As I go through, another read of Brene Brown's Gifts of Imperfection, each time I read it, something new hits me like a ton of bricks.


Today it was the concept that boundaries keep a person out of resentment, and hence leaves room to cultivate compassion.


Why? Because agreeing to do something out of obligation, and not because you really want to is inauthentic to yourself. You're doing it because on a subconscious level, you want to people-please, not offend, get them to like you, get them on your side, not cause drama etc etc.

Anything that feels inauthentic to you, feels draining. That's how you know its inauthentic. And anything that that drains you, will eventually completely empty you of your energy and vitality. Hence being inauthentic to yourself can never be sustainable.

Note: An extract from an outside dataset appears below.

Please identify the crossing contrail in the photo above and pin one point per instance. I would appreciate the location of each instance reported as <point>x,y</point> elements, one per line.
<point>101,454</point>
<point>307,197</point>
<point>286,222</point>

Imagine your personal energy to be water in a cup. The more inauthentic practices you act on, or requests you follow, the more water drains from the cup. You'll have less to give others, you'll start feeling depleted yourself and you'll need to fill up your cup asap.


And just so you know, the water in the cup represents your energy and energy can be revitalised by self-compassion and self-love.


Ultimately, though, the energy needs to be stabilised (imagine the in-flow of water into the cup needs to be slow and steady and balance the slow-steady out-flow of water)


So how do you steady and slow the out flow of water from the cup? Through boundaries that are clear, consistent and serve to uphold your self-worth.


Boundaries that are steeped in self-worth and protection of your own energy.

Boundaries that serve to maintain peace and a steady pace.

Boundaries in the face of disappointing others, knowing that it's actually selfish of them to overimpose on you.

Boundaries that serve to keep energy flowing at a high frequency.

Boundaries set with the confidence that those that love you will honour your boundaries, and adjust to a new set of rules you have set.


If you don't set clear boundaries to protect your energy and vibration, you will resent the other person from emptying your cup. And they might not even mean to! They may not know you're doing it.